Details
-
Bug
-
Status: Resolved
-
Major
-
Resolution: Fixed
-
0.7.0
-
Zeppelin server from a month old master snapshot
Description
We saw below exception stack when Zeppelin server tries to start a new interpreter process, for example, Spark interpreter. It was really hard to debug and the only way to capture real root cause, was to add
LOG="/tmp/interpreter.sh-$$.log"
date >> $LOG
set -x
exec >> $LOG
exec 2>&1
to $zeppelinhome/bin/interpreter.sh file
so all stdout and stderr from the interpreter.sh would go to that file.
So it showed real problem
Exception in thread "main" org.apache.spark.SparkException: Keytab file: /home/<username>/.kt does not exist at org.apache.spark.deploy.SparkSubmit$.prepareSubmitEnvironment(SparkSubmit.scala:555) at org.apache.spark.deploy.SparkSubmit$.submit(SparkSubmit.scala:158) ...
while all other Zeppelin logs and note output was showing misleading "Connection refused" - see below stack
ERROR [2017-01-18 16:54:38,533] ({pool-2-thread-2} NotebookServer.java[afterStatusChange]:1645) - Error org.apache.zeppelin.interpreter.InterpreterException: org.apache.zeppelin.interpreter.InterpreterException: org.apache.thrift.transport.TTransportException: java.net.ConnectException: Connection refused at org.apache.zeppelin.interpreter.remote.RemoteInterpreter.init(RemoteInterpreter.java:232) at org.apache.zeppelin.interpreter.remote.RemoteInterpreter.getFormType(RemoteInterpreter.java:400) at org.apache.zeppelin.interpreter.LazyOpenInterpreter.getFormType(LazyOpenInterpreter.java:105) at org.apache.zeppelin.notebook.Paragraph.jobRun(Paragraph.java:316) at org.apache.zeppelin.scheduler.Job.run(Job.java:176) at org.apache.zeppelin.scheduler.RemoteScheduler$JobRunner.run(RemoteScheduler.java:329) at java.util.concurrent.Executors$RunnableAdapter.call(Executors.java:471) ...
The issue might be that after interpreter.sh is started and exits right away -
https://github.com/apache/zeppelin/blob/master/zeppelin-interpreter/src/main/java/org/apache/zeppelin/interpreter/remote/RemoteInterpreterManagedProcess.java#L121
this does not get captured anywhere.
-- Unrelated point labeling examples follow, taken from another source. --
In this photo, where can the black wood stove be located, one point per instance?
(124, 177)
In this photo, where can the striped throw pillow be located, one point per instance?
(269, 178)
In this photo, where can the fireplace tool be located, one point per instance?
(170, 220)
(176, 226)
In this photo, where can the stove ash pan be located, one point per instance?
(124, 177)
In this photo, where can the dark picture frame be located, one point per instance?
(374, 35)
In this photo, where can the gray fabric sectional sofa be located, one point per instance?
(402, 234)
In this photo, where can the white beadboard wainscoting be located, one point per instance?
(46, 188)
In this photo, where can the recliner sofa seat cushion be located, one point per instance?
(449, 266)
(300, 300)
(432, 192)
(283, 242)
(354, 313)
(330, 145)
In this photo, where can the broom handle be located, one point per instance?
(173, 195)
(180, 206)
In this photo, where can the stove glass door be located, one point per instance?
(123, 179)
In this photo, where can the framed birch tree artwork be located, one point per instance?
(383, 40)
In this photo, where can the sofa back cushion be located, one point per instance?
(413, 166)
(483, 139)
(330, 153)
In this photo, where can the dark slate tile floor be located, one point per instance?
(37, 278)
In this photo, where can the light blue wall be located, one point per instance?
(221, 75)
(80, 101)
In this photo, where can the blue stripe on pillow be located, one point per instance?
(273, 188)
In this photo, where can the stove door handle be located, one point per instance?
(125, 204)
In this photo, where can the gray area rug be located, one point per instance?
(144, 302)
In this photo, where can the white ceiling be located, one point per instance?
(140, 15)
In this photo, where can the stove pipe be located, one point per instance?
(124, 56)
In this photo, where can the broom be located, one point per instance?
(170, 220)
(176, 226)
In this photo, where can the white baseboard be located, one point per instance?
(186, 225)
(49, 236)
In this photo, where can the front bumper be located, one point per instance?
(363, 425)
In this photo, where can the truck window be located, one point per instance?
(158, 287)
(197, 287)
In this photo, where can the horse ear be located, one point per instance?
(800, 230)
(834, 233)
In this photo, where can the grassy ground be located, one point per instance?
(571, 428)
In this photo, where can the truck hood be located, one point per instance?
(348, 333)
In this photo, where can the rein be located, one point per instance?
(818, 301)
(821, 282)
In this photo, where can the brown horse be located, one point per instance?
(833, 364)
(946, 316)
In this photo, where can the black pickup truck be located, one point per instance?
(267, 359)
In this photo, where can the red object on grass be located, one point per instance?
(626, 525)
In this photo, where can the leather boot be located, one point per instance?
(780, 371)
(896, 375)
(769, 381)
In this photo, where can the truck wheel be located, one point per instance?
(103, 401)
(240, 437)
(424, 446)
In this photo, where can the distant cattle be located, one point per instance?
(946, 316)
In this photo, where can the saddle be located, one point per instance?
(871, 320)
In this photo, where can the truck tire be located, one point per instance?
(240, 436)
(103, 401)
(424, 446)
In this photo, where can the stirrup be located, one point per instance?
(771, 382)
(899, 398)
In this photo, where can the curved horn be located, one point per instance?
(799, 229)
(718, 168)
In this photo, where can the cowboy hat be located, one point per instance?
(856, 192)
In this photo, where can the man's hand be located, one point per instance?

The only sign you'll see on Zeppelin side is "Connection refused" as Zeppelin wouldn't be able to connect to a new interpreter process. We saw different root causes (above error from spark-submit that keytab file doesn't exist is just one of them), and every time we had to add tracing into interpreter.sh to capture real problem.
We think there are two possible ways to improve that:
1) capture fact that interpreter.sh bails out (and don't try to connect in https://github.com/apache/zeppelin/blob/master/zeppelin-interpreter/src/main/java/org/apache/zeppelin/interpreter/remote/RemoteInterpreterManagedProcess.java#L132 as it'll produce expected "Connection refused")
2) if one point 1) isn't possible for some reason (although I don't why that would be) - at least capture errors produced by interpreter.sh so error stack in Zeppelin log files and paragraph output that kicked off interpreter start would have some meaningful information.